Enseña-me la moneda del tributo. ¿De quien es la imagen?

Es de César, fue la respuesta. La imagen por si era vista contrario al mandamiento de Dios. Hacer una imagen era un paso o hecho idólatra. Servir a una imagen era otro paso. Mantener la imagen consigo era igualmente una forma de idolatría. Era dar confianza o respeto a una escultura en metal más que a Dios.

Si la moneda proviene de César, regresa-se-lo. Lo que tiene imagen de Dios, de-se-lo de regreso a Dios.

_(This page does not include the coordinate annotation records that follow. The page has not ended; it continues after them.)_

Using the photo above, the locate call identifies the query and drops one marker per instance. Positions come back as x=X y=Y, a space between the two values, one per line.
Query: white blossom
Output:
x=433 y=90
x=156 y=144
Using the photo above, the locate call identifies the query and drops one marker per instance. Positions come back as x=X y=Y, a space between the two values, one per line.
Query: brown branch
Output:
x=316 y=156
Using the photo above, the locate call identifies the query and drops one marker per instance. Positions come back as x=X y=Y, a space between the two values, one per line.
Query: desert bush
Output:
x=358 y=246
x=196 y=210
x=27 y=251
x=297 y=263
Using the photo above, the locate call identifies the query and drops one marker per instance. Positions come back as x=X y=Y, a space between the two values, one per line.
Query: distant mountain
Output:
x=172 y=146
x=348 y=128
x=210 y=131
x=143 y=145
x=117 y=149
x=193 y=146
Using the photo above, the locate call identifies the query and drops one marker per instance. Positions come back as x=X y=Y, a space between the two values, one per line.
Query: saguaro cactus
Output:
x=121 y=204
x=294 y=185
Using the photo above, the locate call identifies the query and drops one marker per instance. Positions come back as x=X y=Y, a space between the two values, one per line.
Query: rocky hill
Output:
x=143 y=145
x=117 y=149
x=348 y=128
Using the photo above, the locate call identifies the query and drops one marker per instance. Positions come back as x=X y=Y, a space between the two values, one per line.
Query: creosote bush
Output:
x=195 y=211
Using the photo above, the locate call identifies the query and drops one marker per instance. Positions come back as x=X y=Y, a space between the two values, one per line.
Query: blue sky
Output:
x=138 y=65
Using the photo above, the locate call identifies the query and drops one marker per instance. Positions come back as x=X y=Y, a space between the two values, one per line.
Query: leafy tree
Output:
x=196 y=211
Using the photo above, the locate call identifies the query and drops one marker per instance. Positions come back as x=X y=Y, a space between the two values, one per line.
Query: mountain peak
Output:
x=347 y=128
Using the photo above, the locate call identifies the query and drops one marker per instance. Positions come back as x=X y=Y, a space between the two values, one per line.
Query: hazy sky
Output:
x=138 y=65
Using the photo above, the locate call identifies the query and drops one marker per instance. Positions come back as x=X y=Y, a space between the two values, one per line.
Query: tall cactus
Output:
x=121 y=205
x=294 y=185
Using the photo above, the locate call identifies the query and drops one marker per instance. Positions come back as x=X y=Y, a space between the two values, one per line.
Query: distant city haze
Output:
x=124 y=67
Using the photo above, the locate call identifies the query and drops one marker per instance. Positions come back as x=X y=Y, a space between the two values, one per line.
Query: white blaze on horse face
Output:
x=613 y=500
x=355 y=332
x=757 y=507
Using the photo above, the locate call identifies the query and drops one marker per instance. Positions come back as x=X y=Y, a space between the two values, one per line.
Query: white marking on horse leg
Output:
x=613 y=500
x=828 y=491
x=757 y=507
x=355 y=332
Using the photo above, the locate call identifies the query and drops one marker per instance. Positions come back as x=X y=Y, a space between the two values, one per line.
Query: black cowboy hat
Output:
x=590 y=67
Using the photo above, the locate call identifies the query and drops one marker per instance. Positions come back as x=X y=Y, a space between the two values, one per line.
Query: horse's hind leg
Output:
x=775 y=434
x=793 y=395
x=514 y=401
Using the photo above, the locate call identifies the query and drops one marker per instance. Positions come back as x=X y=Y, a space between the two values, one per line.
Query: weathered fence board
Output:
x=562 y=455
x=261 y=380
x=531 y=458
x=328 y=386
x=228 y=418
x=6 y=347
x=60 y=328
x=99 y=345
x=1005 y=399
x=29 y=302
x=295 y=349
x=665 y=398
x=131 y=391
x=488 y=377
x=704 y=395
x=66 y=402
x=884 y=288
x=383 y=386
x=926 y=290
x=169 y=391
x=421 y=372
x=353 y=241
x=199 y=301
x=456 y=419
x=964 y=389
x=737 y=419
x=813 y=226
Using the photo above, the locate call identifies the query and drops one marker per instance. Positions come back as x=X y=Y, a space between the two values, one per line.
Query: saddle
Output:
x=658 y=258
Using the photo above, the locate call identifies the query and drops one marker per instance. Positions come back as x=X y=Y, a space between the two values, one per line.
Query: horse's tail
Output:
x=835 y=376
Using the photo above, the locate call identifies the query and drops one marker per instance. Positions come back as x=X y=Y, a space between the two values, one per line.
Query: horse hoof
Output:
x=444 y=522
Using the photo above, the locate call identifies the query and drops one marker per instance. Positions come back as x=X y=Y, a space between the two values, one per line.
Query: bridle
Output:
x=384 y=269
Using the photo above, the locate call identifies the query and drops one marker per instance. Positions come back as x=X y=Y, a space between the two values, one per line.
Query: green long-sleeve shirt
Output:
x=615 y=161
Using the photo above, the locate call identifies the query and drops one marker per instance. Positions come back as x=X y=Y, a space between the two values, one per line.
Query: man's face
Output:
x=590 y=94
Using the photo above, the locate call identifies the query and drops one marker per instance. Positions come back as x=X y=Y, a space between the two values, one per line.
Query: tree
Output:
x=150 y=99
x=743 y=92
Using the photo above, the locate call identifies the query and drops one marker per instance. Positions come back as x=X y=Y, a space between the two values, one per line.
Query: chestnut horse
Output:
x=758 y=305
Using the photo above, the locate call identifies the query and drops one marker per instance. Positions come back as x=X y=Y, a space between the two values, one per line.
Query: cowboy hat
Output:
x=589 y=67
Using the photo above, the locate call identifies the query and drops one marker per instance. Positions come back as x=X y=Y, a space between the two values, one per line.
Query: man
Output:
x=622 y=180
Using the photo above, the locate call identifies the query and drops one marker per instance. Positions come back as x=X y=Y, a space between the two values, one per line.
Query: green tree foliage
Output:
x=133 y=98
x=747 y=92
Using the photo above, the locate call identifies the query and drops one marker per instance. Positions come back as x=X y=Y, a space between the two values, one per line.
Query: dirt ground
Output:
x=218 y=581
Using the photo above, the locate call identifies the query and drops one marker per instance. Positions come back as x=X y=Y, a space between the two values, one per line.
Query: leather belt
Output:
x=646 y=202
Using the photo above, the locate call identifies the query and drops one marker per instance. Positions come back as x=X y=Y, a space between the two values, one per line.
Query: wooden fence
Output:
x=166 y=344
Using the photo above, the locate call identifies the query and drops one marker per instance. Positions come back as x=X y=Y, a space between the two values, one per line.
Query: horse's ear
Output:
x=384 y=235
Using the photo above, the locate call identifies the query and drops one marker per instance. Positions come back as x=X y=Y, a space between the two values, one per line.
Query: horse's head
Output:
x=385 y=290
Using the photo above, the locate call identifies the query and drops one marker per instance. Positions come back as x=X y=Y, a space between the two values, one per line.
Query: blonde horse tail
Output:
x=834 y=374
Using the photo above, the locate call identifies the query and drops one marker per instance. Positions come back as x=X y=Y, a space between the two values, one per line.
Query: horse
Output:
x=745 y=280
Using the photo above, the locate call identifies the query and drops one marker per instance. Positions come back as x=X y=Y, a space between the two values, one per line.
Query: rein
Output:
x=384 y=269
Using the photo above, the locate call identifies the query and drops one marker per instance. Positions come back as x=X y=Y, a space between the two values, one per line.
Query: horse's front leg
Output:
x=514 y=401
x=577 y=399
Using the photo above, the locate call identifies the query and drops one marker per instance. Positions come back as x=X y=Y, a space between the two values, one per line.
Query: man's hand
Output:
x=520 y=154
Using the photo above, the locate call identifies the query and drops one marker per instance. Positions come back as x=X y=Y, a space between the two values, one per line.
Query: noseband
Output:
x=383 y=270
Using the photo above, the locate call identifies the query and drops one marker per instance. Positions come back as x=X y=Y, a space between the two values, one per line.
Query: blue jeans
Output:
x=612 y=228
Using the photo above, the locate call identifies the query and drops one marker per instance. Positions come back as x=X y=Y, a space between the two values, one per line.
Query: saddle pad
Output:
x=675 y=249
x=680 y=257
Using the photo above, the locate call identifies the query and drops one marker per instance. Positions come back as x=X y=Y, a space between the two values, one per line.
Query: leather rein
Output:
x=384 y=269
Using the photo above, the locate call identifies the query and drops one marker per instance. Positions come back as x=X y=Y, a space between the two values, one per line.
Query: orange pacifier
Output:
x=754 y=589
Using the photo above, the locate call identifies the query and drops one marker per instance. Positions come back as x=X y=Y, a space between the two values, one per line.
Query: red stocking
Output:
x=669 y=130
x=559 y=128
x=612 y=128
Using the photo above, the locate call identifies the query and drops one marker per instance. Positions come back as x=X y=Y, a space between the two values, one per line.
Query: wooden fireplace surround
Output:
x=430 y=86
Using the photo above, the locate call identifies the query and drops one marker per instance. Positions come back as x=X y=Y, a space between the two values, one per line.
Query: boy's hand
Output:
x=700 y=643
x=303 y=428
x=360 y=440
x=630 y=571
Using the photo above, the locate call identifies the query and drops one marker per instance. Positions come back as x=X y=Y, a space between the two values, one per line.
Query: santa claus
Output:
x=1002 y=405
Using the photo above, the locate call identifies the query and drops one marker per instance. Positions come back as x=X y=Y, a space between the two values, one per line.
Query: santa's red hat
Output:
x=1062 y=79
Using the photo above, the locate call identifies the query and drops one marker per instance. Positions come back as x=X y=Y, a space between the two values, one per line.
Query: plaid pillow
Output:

No sabían contestar a Jesús. El tributo exigido era algo hecho por hombres. Guardar-lo para si era más idolatría que regresar-lo a su originador. Lo que Dios exigía era mucho más que la moneda del tributo. Era el tributo de una vida completa entregue en las manos de Dios. Era el respiro, el sudor, la palabra y lo demás de las posesiones.

Mientras los judíos pensaban del tributo como acto idólatra, participaban en otra idolatría al adorar a sus bienes, monedas y oro en lugar de honrar a Dios con el completo de sus vidas. Se debían el tributo de una moneda a César por obligación, ¡cuánto más debían de entregar a Dios!

En las Escrituras del día, se hablaba del diezmo. Era la décima parte del ingreso que se debía a Dios. Había también las otras ofrendas exigidas que en su total eran más como la séptima parte. Como el sábado era la séptima parte del tiempo entregado a Dios, también la séptima parte de los recursos era debido en culto y servicio a Dios. Eso era la base de gran parte del culto a Dios. Era forma dupla de reverenciar a Dios y de demostrar su dedicación y compromiso.

Para Jesús, no era lo suficiente. Mientras pensamos del diezmo como un máximo, Jesús lo consideraba un mínimo. Mientras pensamos en los impuestos como obligación inapropiada, Jesús lo consideraba una mera parte de la vida. Dedicación a Dios, en lo tanto, exigía mucho más. Era cuestión de dar el todo—los cien por ciento.

Para Jesús, lo económico no era una cuestión aparte de la fe. Era un aspecto intrínseco a la fé. Como se maneja el tiempo es importante a Dios. Como se maneja el dinero es importante a Dios. Como prestamos cuenta de la vida en todos sus aspectos y partes no se debe o puede separar del relacionamiento con Dios. Adonde investimos nuestro tiempo, dinero y recursos es donde investimos nuestra adoración y culto real.

Mientras queramos ignorar como los judíos nuestras obligaciones económicas, esas responsabilidades y como actuamos con ellas, son indicadores de la condición de nuestra fe.

¿Que seria de nosotros se Dios se nos tratara como los bancos y empleos al tratarlos como tratamos para con nuestras responsabilidades delante de Dios?